Liver transplant patient travels across the world to Chicago for life-saving surgery

A Chicago hospital is getting worldwide recognition for its organ transplant program.

Patients travel from around the globe to receive life-saving treatment at Northwestern Medicine. One of those patients is Mohamad Alhosani.

In 2021, Alhosani received a liver cancer diagnosis. His treatment mandated an organ transplant. His home country, the United Arab Emirates, paid for him to fly to Chicago and undergo that transplant at Northwestern.

"I'm very happy after surgery," said Mohamad.

His donor was just a call away.

"Our religion encourages us to do this thing, to help each other," said Mohamad’s uncle, Abdulrahman Alhosani.


The two men, just a few years apart in age, share many things. Now, that includes a liver.

"We have the largest liver transplant program in Illinois and one of the largest in the country," said their doctor, Juan Caicedo, the Liver Transplant Program Director at Northwestern Medicine.

It was the first hospital in the world to perform a minimally invasive liver transplant from a living donor. The donor was able to go home in less than three days.

"The liver is a fantastic organ, that can regenerate. We can remove up to seventy percent of the liver in somebody healthy and in three months the liver will grow back to almost normal size," said Dr. Caicedo.
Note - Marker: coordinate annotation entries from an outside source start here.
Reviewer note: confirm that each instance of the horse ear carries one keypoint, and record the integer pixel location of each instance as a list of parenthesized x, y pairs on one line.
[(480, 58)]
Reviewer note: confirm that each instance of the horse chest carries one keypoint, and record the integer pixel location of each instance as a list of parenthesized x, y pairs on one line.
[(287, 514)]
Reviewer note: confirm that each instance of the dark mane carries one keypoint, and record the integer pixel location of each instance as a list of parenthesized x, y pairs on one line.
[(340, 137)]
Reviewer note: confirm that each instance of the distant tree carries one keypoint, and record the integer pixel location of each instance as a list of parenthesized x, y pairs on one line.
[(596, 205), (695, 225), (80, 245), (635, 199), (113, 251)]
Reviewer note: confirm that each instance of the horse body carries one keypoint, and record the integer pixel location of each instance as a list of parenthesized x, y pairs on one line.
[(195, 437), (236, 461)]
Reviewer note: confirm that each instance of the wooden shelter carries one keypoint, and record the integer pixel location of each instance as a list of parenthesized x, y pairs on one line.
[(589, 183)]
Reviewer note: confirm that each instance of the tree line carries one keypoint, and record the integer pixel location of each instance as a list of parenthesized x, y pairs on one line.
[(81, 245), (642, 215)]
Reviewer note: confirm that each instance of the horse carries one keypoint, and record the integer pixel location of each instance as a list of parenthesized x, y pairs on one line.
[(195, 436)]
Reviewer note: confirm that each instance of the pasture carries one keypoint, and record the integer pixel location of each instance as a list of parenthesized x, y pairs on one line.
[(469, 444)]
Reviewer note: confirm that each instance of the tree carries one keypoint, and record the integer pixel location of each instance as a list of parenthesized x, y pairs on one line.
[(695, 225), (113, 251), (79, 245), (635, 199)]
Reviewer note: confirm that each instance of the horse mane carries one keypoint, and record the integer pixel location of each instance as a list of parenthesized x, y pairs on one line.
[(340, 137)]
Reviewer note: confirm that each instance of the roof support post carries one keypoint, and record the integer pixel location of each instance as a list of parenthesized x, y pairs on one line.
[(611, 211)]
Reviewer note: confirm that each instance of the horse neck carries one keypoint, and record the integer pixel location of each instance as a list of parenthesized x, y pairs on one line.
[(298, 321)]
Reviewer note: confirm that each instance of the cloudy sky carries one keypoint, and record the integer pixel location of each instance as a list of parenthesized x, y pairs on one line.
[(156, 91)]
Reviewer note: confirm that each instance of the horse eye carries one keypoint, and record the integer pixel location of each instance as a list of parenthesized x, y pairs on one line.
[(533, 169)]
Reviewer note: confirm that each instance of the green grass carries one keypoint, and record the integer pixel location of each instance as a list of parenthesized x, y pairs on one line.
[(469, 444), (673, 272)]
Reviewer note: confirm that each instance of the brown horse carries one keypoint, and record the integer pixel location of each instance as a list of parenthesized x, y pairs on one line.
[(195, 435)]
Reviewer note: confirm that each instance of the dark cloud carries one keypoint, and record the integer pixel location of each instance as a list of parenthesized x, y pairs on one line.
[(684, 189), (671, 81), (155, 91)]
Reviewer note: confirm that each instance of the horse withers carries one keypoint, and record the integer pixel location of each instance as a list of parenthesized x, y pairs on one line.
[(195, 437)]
The liver, along with the kidneys, lungs and pancreas can be harvested from living donors, with no harm to that donor. The success rate for transplantation from a living donor is nearly 100 percent, a little higher than patients who receive an organ from a deceased donor.

"I'm encouraging to donate a part of the liver or the kidney because it's a simple thing," said Aldulrahman.

"Liver transplantation is a life-saving procedure…and without transplant there's no hope for many of these patients. They die… Living donation saves lives and can be done," added Dr. Caicedo.

Mohomad will stay in Chicago for three months before heading home, so doctors can monitor his new organ.